Being from a formerly and still in large part rural part of Minnesota and having a dad who hunted raccoon I got taken from time to time on a hunts from a young age which was done at night with hound dogs, and I also spent every summer night I could as a boy starting around seven or eight years old sleeping in a tent outside, Mostly so I could run around all night as I learned that trick from others early on and never encountered anything outdoors that caused me any kind of real fear until I was fifteen years old.
Long story short, this was before the internet and one of my oldest friends who I started sneaking around with at night in my teens is half Navajo and from his Navajo side, he would hear stories and then repeat them to us trying to scare our group with stories of Skinwalkers which are basically werewolf type witches that can shapeshift.
Well, one perfectly calm and quiet night just he and I were out for thrills and walking down to a dead-end dirt road with the rocks crackling beneath our feet on a road that was adjacent to a swampy area when something very nearby started to whine which to me sounded like an old police siren from the 60s' or 70s', and at the moment it started in the back of my mind I expected to see the lights of a squad car come on somehow but then the sound changed to the most fearsome bone-chilling roar that I have ever heard and we froze in our tracks and when I could finally move my head I looked over at him and saw in the moonlight a single tear coming down from his eyes that were as big as saucers Lol.

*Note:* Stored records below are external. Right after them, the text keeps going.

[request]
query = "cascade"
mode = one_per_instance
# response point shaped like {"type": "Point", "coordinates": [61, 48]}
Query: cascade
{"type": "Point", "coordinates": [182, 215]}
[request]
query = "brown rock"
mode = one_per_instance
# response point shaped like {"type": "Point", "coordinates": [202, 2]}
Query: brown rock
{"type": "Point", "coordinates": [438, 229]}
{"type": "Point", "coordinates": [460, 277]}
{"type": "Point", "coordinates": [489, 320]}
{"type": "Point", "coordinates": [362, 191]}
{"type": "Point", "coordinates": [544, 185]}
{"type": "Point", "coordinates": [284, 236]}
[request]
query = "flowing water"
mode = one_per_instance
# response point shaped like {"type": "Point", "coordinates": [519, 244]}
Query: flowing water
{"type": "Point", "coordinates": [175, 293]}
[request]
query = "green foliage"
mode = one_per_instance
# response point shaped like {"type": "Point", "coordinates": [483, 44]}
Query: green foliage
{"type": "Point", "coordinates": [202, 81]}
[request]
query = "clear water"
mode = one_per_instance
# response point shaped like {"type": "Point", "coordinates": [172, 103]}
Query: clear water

Let me tell you that this thing spoke a universal language and it said very clearly that it was angry and to leave now, which we did as promptly as we could.
When our feet came free, without saying a word we ran in the opposite direction as far as we could and I tell you that even then in my mind I knew that whatever made that sound if it wanted us it had us but we ran and then walked directly back to his house never to sneak out again and he tried to pretend like it never happened and not to speak of it as Indians often do but I never let it go and have told the same story now to anyone who would listen for about twenty-five years.
There is more to the story but them are the basics the best I can tell them here so be careful out there!